There had been a time, when others asked you if you
had a dog, that you produced a photo of me from your
wallet and told them stories about me. These past few
years, you just answered "yes" and changed the
subject. I had gone from being "your dog" to "just a
dog," and you resented every expenditure on my behalf.

Now, you have a new career opportunity in another
city, and you and they will be moving to an apartment
that does not allow pets. You've made the right
decision for your "family," but there was a time when
I was your only family. I was excited about the car
ride until we arrived at the animal shelter. It smelled
of dogs and cats, of fear, of hopelessness.

You filled out the paperwork and said "I know you will
find a good home for her." They shrugged and gave you
a pained look. They understand the realities facing a
middle-aged dog, even one with "papers."
You had to pry your son's fingers loose
from my collar as he screamed
No, Daddy! Please don't let them take my
dog!" And I worried for him, and what lessons you
had just taught him
about friendship and loyalty, about
love and responsibility, and about respect for all
life.

You gave me a good-bye pat on the head, avoided my
eyes, and politely refused to take my collar and leash
with you. You had a deadline tomeet and now I have
one, too. After you left, the two nice ladies said
you probably knew about your upcoming move months ago
and made no attempt to find me another good home. They
shook their heads and asked "How could you?"

They are as attentive to us here in the shelter as
their busy schedules allow. They feed us, of course,
but I lost my appetite days ago. At first, whenever
anyone passed my pen, I rushed to the front, hoping it
was you that you had changed your mind-that this was
all a bad dream...or I hoped it would at
least be someone who cared, anyone who might save me.

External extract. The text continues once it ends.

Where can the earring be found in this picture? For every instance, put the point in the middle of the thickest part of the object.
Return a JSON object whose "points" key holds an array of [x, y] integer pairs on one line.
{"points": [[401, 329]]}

When I realized I could not compete with the
frolicking for attention of happy puppies,oblivious to
their own fate, I retreated to a far corner and
waited. I heard her footsteps as she came for me at
the end of the day, and I padded along the aisle after
her to a separate room. A blissfully quiet room. She
placed me on the table and rubbed my ears, and told
me not to worry. My heart pounded in anticipation of
what was to come, but there was also a sense of relief.
The prisoner of love had run out of days.

As is my nature, I was more concerned about her. The
burden which she bears weighs heavily on her, and I
know that, the same way I knew your every mood. She
gently placed a tourniquet around my foreleg as a tear
ran down her cheek. I licked her hand in the same way
I used to comfort you so many years ago. She expertly
slid the hypodermic needle into my vein. As I felt
the sting and the cool liquid coursing through my
body, I lay down sleepily, looked into her kind eyes
and murmured "How could you?" Perhaps because
she understood my dogspeak, she said "I'm so sorry."

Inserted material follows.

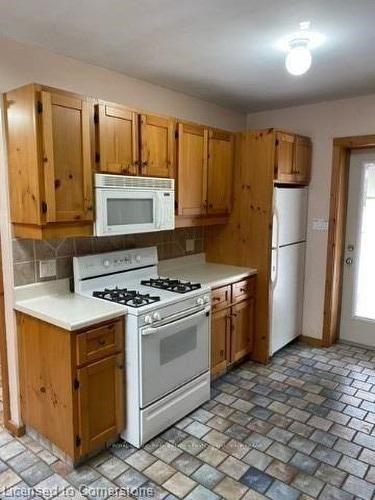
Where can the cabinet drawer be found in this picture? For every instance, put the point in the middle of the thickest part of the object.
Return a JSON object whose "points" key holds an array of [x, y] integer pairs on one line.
{"points": [[243, 289], [221, 298], [100, 342]]}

She hugged me, and hurriedly explained it was her job
to make sure I went to a better place, where I
wouldn't be ignored or abused or abandoned, or have
to fend for myself--a place of love and light so very
different from this earthly place.

And with my last bit of energy, I tried to convey to
her with a thump of my tail that my "How could you?"
was not directed at her. It was directed at you, My
Beloved Master, I was thinking of you. I will think of
you and wait for you forever. May everyone in your
life continue to show you so much loyalty.